From Labs to Learning: How Hands-on Practice Has Changed Our Thinking About Online Education

For years, the debate about online education has centered on one question: can digital content replace the classroom? We measured success by video completion rates and quiz scores. We celebrated when students completed modules and received certificates, and we tracked engagement by the number of minutes someone spent watching.
We were measuring the wrong thing.
When I started building Coursera’s Labs platform, I thought the technical challenge would be the hardest part. Browsing the isolated computing environments of millions of students at the same time, ensuring every second of latency across the entire global infrastructure, maintaining security while allowing people to run arbitrary code. These problems kept me awake at night. What I don’t expect is how the presence of hands-on labs will reshape our understanding of what online learning can be.
Watching someone write code on video creates an illusion of understanding. The syntax looks straightforward. The logic goes well. The instructor’s explanation made everything click. The reader then opens an empty editor and the illusion folds. They cannot remember the exact username. They are not sure which library to import. The error message says something cryptic about undoing. Learning activities can be divided by spectrum from passive to interactive, with the most significant jump in learning outcomes occurring when students move from passive to constructive engagement, where they have to produce something new.
This is consistent with what we have seen on a large scale. Students who watched only the video content showed similar patterns of completion as before reported across the industry: Self-paced MOOCs typically see completion rates between 10-15%. But something has changed when we introduced organized manual parts, and learning became sticky.
The infrastructure challenge in this learning transition needs attention because it is invisible when done well. All obstacles between the intention and execution of the learner end engagement before learning begins. Locale setup, dependency conflicts, version mismatches, and operating system questions. This is not a teaching failure; infrastructure failures that make students fail. Setting zero, browser-based environments eliminate that conflict entirely. A student from Jakarta and a student from Stockholm both click a button and find the same Python environment in less than ten seconds. But removing the conflict changes the system requirements. Calculate availability, delay, and continuity cease to be background concerns and become first-order learning problems.
Think about what happens when a reader uses untrusted code. They may accidentally write an infinite loop. They may deliberately probe system parameters. They may do something that consumes memory without freeing it. Without strict isolation of containers and resource control, the process of escaping one student degrades the performance of another student. In accordance with the latest analysis on container securityNetwork isolation and access controls are important when running distributed workloads at scale, to ensure that compromised processes cannot affect the wider system.
The business case for hands-on learning
The business case for self-directed learning has strengthened as employers change their hiring practices. 81% of employers now use skills-based hiring, up from 57% by 2022. The same report notes that 94% of employers believe that hiring based on skills outperforms those selected based on degrees alone. Certificates are less important than what the candidates can show. This creates direct pressure on educational institutions to prove that students can actually do things, not just see the right answers on multiple-choice tests.

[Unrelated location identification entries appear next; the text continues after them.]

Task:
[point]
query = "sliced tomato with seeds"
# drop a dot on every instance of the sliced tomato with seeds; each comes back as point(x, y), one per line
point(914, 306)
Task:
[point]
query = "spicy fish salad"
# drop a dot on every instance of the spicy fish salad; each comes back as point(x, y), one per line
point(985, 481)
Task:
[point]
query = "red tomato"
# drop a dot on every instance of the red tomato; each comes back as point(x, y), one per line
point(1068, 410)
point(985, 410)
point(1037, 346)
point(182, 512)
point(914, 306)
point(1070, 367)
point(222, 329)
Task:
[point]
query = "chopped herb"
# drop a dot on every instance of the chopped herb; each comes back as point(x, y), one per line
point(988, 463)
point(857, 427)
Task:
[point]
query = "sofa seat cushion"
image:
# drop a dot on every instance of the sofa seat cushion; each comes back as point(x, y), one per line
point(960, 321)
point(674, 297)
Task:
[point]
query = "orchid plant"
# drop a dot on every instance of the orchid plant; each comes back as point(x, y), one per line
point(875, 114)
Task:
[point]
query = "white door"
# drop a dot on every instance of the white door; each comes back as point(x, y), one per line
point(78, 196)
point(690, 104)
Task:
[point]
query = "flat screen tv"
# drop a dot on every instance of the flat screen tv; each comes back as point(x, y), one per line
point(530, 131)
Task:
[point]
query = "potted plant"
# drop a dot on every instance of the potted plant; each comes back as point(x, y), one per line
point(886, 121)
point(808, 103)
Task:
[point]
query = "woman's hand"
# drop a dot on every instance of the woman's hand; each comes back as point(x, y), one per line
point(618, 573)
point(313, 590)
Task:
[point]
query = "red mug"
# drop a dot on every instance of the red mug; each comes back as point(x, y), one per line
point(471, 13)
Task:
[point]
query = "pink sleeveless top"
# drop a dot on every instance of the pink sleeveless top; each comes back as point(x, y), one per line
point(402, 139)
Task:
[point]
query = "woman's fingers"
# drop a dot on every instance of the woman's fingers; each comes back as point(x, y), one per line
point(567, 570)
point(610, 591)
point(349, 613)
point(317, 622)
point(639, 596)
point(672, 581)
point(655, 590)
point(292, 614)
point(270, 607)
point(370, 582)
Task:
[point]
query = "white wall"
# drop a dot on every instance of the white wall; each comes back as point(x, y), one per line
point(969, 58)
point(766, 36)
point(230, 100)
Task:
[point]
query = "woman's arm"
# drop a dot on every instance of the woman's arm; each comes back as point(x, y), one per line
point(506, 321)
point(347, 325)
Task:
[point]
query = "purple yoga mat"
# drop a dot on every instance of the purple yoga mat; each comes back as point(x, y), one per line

Increasing learning by learning goes against the usual assumptions of SaaS. Student sessions are long and meaningful. Usage patterns increase during work deadlines in all time zones of the world. Aggressive autoscaling that cuts out runtimes may work for constant web traffic, but it proves disastrous for the reader while debugging a project. Infrastructure expansion must respect active students. Capacity planning should be consistent with the agreed deadlines. Cleanup and cost controls should be session aware. Cloud-based educational platforms have adopted container-based approaches to handle this diversity, but the specific requirements of the code implementation environment require additional considerations regarding resource limitations and session persistence.
Persistence is more important than most platform builders realize. Real skill development involves repetition, error correction, slow progression, and recovery from mistakes. A student who returns to unfinished work, reasons about past decisions, and builds mental models over time learns differently than someone who starts over each session. Illegal working conditions undermine the behavior that learning through learning should encourage. But persistence at scale introduces complexity: tutor updates cannot overwrite student progress, file systems need to be modified and safely re-downgraded, and progress must survive restarts and failures.
The demand for practical skills continues to grow at a rapid pace. Companies have been looking for a long time practical skills and industry certifications as important factors in hiring decisions, and the proliferation of competency-based organizations has accelerated this trend. But the interesting question is not whether people are signing up. Whether they are leaving with the skills they can apply.
The rise of AI does not reduce the need for workplaces. If anything, it amplifies it. As AI-generated code becomes more common, students need environments where they can run, test, debug, and verify what these programs produce. Understanding comes from dealing with behavior, not from accepting the result of faith. Hands-on scenarios become the place where AI assistance meets reality, where students develop intuition for where generated code works and when it fails.
Building an infrastructure for millions of simultaneous coding sessions has taught me something of the opposite of education. Pedagogy defines the purpose, but at scale, the use of technology determines whether that purpose survives communication with students. When education moves beyond the application of content to practice, infrastructure decisions become learning decisions. Calculate your provisioning, isolation you use, persistence you maintain, and latency you access. This is not performance information. They are instructional decisions that shape what students can become.